Люся, стоп! - Людмила Гурченко 14 стр.


Костюмы Валентина Юдашкина. В тот, девяносто третий год имя его уже гремело в мире. Он всех «уложил» своей коллекцией «Фаберже». В 1991 году в его костюмах я произвела фурор в Америке. Ей-богу! Выхожу в золотом костюме — обвал! Не понимаю. Мне аплодируют или костюму? «Спасибо! На мне сейчас костюм нашего знаменитого кутюрье Валентина Юдашкина!» И делаю такое «дефиле», как будто я на показе мод. Прием — ого! А про себя думаю, — ну, Валечка, ну, какой же ты талантливый, мерзавец! Приеду в Москву, пойду к тебе. Все расскажу и еще что-то выберу такое умопомрачительное…
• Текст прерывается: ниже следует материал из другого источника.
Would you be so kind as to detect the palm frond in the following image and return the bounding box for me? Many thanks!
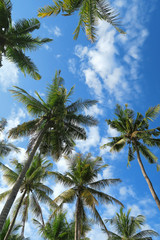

Уже двенадцать лет я хожу к нему. Как приду на Кутузовский, настроение сразу — прыг! И фантазии — скок! И годы мои с горки — бух! Как мне научиться быть такой доброй, терпеливой, а главное, терпимой! Ну, как он терпит все выверты и капризы самых разных дам, тетенек, артисток и модных девиц? Как много дано от бога! Этому не научишь. А на столе уже лежат начатые эскизы чего-то нового, будущего. А ведь еще настоящая коллекция не успела отшуметь.

Иногда — необходимо враз что-то новое. Иду к нему. Он сразу видит эту мою «необходимость». «Мы сейчас все найдем». И находим. Беру напрокат. На один раз.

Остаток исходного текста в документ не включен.